Was ihr aber nie verloren ging in den schwierigen Jahren ihres Exils, war dieses unerschütterliche Vertrauen in das Leben und in die Menschen, dieses Urvertrauen, das sie in ihrem Elternhaus erworben hat. Es half ihr, die Schrecken des vorigen Jahrhunderts zu überstehen, und ließ in ihr die „Dennoch-Hoffnung“ wachsen und reifen. Es war das Selbstverständliche, die bedingungslose Annahme, die sie von den Eltern erfuhr, die es ihr immer wieder ermöglichten, gegen den Strom zu schwimmen und sich zwischen alle Stühle zu setzen. „Ich durfte alles“, sagt sie zu mir in unserem Gespräch, „ich durfte sogar die Wahrheit sagen. Wunderbar!“
Den Band „Gesammelte Essays“, der 1992 erschien, widmete Hilde Domin ihren Eltern: „Für meine Eltern, die mich ausrüsteten, das Leben in diesem Jahrhundert zu überstehen.“ Mit Dankbarkeit gedenkt sie im Vorwort ihrer Eltern, „die mich für ein leichteres Leben auszurüsten meinten und doch mit allem versehen haben, was mir ermöglichte, die Verfolgung, die immer neue Entwurzelung, mit Mut und Zuversicht zu überstehen.“
Derart ausgerüstet wurde sie zur Apologetin des Vertrauens, gegen Hass und Verfügbarkeit, Mitläufertum und Inhumanität. Weil sie in ihrer Kindheit nie lügen musste, rief sie später in ihren Gedichten, bei Vorträgen, Lesungen und Diskussionen dazu auf, die Dinge und Vorkommnisse „wahrhaftig“, das heißt mit ihrem richtigen Namen zu benennen. In dem Gedichtband „Ich will dich“ schreibt sie über den chinesischen Philosophen Konfuzius:
Nichts weiter sagt er
ist vonnöten
Nennt das Runde rund
und das Eckige eckig.
„Das Hauptwort in meinen Lebensberichten“, so sagt sie, „ist: Vertrauen. Sich erneuerndes Vertrauen. Widerständiges Vertrauen. Dennoch-Vertrauen.“
Als wir uns über ihre Geburtsstadt Köln unterhalten, beginnt Hilde, mir äußerst lebhaft ihre Erinnerungen an ihre, wie sie sie selbst bezeichnet, „mythische“ Stadt Köln zu erzählen.
„Ja, natürlich, Köln spielt für mich eine große Rolle, weil es die Stadt meiner Kindheit ist, weil ich dort eine glückliche Kindheit verlebt habe und auch, weil ich die Stadt verlassen musste.“
Noch immer ergreife sie eine enorme Erregung, wenn sie von Heidelberg nach Köln fahre.
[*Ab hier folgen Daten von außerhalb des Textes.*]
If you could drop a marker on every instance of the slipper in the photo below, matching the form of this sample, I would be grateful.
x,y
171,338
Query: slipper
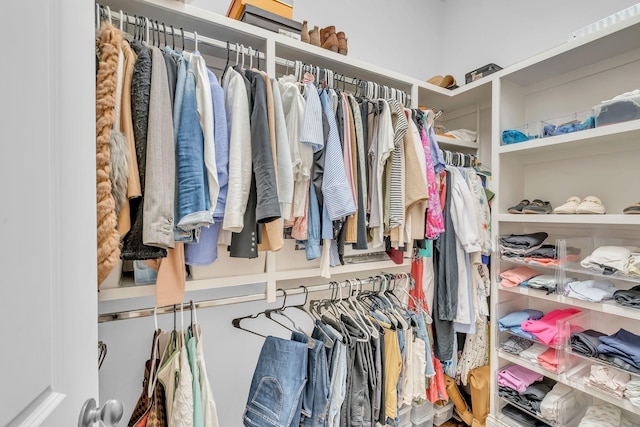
x,y
517,209
569,206
537,207
591,205
633,209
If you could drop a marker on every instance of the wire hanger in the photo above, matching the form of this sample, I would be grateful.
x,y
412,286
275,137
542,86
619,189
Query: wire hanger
x,y
226,65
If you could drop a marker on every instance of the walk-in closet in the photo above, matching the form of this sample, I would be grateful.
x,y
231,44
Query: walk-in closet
x,y
411,215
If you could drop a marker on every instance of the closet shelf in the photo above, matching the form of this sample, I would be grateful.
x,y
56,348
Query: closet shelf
x,y
614,138
608,219
130,290
602,45
454,144
292,49
525,363
577,384
472,94
608,307
193,18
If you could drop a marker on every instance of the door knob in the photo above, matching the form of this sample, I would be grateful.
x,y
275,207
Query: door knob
x,y
110,414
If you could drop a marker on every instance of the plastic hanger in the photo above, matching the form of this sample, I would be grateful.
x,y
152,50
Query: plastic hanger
x,y
226,65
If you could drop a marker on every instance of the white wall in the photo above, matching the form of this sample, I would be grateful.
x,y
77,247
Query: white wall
x,y
372,29
504,32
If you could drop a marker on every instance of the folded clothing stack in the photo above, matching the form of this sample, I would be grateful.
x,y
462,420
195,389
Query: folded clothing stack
x,y
608,379
516,345
633,392
547,329
513,321
614,259
532,353
532,397
521,244
521,417
549,407
546,282
515,276
628,298
591,290
549,360
623,345
586,342
605,415
517,377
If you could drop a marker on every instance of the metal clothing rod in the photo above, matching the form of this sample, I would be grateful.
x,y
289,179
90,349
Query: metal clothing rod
x,y
349,80
178,32
146,312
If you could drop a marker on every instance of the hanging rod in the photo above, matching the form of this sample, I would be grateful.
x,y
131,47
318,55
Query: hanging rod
x,y
188,35
402,95
146,312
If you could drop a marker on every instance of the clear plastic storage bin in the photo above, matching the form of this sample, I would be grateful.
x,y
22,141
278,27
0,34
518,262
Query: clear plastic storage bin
x,y
570,123
442,414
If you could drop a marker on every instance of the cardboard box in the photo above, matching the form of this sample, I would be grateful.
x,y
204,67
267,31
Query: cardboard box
x,y
282,8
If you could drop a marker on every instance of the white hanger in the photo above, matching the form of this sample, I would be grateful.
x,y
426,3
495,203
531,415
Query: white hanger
x,y
361,312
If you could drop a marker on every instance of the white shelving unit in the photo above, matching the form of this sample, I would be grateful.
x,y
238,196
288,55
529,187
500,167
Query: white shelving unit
x,y
600,162
284,268
570,78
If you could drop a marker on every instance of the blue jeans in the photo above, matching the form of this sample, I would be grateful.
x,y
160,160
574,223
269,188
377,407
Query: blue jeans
x,y
315,399
422,333
191,181
278,381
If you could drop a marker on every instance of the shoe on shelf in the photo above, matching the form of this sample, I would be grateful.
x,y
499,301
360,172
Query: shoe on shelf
x,y
331,43
569,206
304,33
537,206
326,32
633,209
517,209
343,48
591,205
314,36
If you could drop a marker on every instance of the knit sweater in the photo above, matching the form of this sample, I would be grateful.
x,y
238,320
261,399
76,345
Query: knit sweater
x,y
107,234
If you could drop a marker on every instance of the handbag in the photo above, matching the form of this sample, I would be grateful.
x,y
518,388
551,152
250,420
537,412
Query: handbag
x,y
150,410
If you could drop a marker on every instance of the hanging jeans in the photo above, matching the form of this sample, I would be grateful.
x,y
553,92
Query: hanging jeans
x,y
276,388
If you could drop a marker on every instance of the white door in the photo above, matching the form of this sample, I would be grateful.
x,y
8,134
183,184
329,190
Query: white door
x,y
48,304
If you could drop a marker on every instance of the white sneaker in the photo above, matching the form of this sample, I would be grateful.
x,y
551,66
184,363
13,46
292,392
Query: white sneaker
x,y
591,205
569,206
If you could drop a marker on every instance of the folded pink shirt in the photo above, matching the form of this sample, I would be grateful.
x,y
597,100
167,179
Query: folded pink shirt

Aber besonders stark sei diese Erregung gewesen, als sie bei ihrer Rückkehr aus dem 22-jährigen Exil im Jahre 1954 ihr Elternhaus zum ersten Male wiedersah.
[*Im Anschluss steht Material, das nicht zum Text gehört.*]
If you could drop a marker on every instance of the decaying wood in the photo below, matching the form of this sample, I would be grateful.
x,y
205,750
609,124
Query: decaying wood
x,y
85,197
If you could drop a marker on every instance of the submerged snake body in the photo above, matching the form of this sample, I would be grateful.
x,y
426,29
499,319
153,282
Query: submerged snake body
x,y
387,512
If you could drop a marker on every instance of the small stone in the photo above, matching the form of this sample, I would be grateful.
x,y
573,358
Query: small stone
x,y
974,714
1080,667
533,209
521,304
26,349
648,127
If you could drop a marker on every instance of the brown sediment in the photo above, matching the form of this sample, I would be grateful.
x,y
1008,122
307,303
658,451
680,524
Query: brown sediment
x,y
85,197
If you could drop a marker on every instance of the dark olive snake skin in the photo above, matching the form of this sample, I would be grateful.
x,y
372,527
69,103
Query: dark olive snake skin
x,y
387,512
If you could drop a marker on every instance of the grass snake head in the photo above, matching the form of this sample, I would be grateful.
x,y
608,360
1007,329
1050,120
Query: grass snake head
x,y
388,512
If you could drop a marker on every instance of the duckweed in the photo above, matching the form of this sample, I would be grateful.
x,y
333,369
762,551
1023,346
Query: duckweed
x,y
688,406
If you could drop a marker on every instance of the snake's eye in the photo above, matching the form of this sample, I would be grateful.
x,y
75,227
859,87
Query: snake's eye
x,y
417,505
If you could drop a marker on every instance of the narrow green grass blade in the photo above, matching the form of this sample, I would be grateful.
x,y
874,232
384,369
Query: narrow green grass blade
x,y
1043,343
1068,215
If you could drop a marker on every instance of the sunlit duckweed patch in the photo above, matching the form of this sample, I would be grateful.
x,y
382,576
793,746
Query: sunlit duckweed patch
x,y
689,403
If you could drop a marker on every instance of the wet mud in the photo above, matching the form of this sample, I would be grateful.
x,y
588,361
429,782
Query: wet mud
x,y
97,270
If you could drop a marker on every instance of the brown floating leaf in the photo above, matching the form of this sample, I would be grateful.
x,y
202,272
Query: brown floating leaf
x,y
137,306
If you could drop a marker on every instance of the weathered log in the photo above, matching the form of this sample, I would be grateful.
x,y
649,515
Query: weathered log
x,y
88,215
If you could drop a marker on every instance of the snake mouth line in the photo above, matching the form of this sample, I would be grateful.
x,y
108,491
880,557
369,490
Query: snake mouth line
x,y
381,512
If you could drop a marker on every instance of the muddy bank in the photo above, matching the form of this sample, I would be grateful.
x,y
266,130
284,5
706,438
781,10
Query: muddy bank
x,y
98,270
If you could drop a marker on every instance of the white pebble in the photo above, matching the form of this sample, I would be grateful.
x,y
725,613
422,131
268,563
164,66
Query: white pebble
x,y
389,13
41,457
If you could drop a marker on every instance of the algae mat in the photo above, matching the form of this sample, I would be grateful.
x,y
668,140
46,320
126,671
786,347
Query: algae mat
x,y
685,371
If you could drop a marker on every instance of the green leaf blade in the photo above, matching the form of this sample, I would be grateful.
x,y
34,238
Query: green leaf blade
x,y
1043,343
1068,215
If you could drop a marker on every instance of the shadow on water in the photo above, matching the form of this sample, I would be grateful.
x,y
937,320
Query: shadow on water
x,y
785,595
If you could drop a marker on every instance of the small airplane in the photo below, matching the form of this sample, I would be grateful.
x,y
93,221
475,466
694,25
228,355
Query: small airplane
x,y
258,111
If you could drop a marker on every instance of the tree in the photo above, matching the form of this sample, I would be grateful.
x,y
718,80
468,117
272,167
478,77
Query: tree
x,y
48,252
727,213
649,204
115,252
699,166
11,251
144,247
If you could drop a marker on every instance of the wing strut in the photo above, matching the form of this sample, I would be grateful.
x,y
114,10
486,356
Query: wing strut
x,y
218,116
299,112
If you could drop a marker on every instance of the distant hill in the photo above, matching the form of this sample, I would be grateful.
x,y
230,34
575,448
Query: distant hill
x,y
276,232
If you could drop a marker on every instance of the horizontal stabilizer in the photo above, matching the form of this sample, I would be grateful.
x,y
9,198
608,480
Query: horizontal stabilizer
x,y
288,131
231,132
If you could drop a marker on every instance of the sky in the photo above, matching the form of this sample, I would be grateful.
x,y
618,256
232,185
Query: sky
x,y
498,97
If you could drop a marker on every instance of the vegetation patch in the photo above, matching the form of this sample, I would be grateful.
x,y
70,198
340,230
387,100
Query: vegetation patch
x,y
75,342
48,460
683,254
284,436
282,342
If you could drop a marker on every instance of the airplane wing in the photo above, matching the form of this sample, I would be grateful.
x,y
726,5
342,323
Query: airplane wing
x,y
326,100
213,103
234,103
Hilde Domin hat ein einziges Gedicht über Köln geschrieben. Mehr musste es wohl nicht sein, weil sie darin – eine Meisterin in der Verknappung – alles gesagt hat, was ihr wesentlich ist zu diesem Thema:
Köln
Die versunkene Stadt
für mich
allein
versunken.
Ich schwimme
in diesen Straßen.
Andere gehn.
Die alten Häuser
haben neue große Türen
aus Glas.
Die Toten und ich
wir schwimmen
durch die neuen Türen
unserer alten Häuser.
Dieses Gedicht erschien in ihrem dritten, dem 1964 veröffentlichten Gedichtband mit dem Titel „Hier“, also erst zehn Jahre nach ihrer Rückkehr. Man spürt als Leser oder Zuhörer noch die Vereinsamung, das Getrenntsein von den „anderen“, für die die Stadt nicht versunken ist bzw. für die nicht zwei verschiedene Städte simultan existieren, nämlich die gestrige „versunkene“ und die heutige. Die Vergangenheit scheint zum Greifen nah und ist doch nicht mehr erreichbar, symbolisiert durch das Glas in den Türen.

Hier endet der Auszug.